7. Am I envious of the stuff that my neighbor has? Am I always complaining about how little stuff I have or what I can’t afford? This indicates a heart that is wrapped up in material things and the love of money.
8. If everything I have was taken away tomorrow, would I be okay? Or is my security and happiness wrapped up in material things?
These are tough questions, but if we answer them honestly we will learn the truth about ourselves. The love of money is rooted deep within most of us. It is something for which we need to be on guard always and can never let get the upper hand in our lives. It is not a sin that only affects rich people, but has the potential to affect each and every one one of us that lives in a materialistic, western culture.
Surprisingly, the scripture tells us that the love of money isn’t only sinful but that it also has great potential to cause us much sorrow. I Timothy 6:10 tells us this–
For the love of money is a root of all kinds of evil, for which some have strayed from the faith in their greediness, and pierced themselves through with many sorrows.

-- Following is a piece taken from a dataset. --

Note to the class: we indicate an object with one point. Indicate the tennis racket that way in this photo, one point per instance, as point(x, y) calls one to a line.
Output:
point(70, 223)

“Pierced themselves through with many sorrows”. That is quite a picture, isn’t it? This tells us that loving money could quite possibly destroy our lives. We can see this in a multitude of ways–
►Elderly parents pass away and the kids find out that the will isn’t fair. Adult children fight for their “rights”, hurtful words are said, and the family is fractured beyond repair.
►Mom and Dad want a particular lifestyle. They believe it is their right to have the American Dream, no matter what it costs. Meanwhile, their children are left to their own devices and grow up, lost and lonely, selfish and spoiled, with no boundaries and no moorings. All for the sake of stuff.
►A man is obsessed with making easy money. He buys into a get-rich-quick scheme and loses his family’s life savings.
These are just three examples of a million that could be told. The love of money is a dangerous game and we best make sure we aren’t caught up in it. Let’s be good stewards of whatever God has entrusted to us, whether it be great or small. After all– it isn’t even ours, anyway.
He who is faithful in what is least is faithful also in much;
and he who is unjust in what is least is unjust also in much.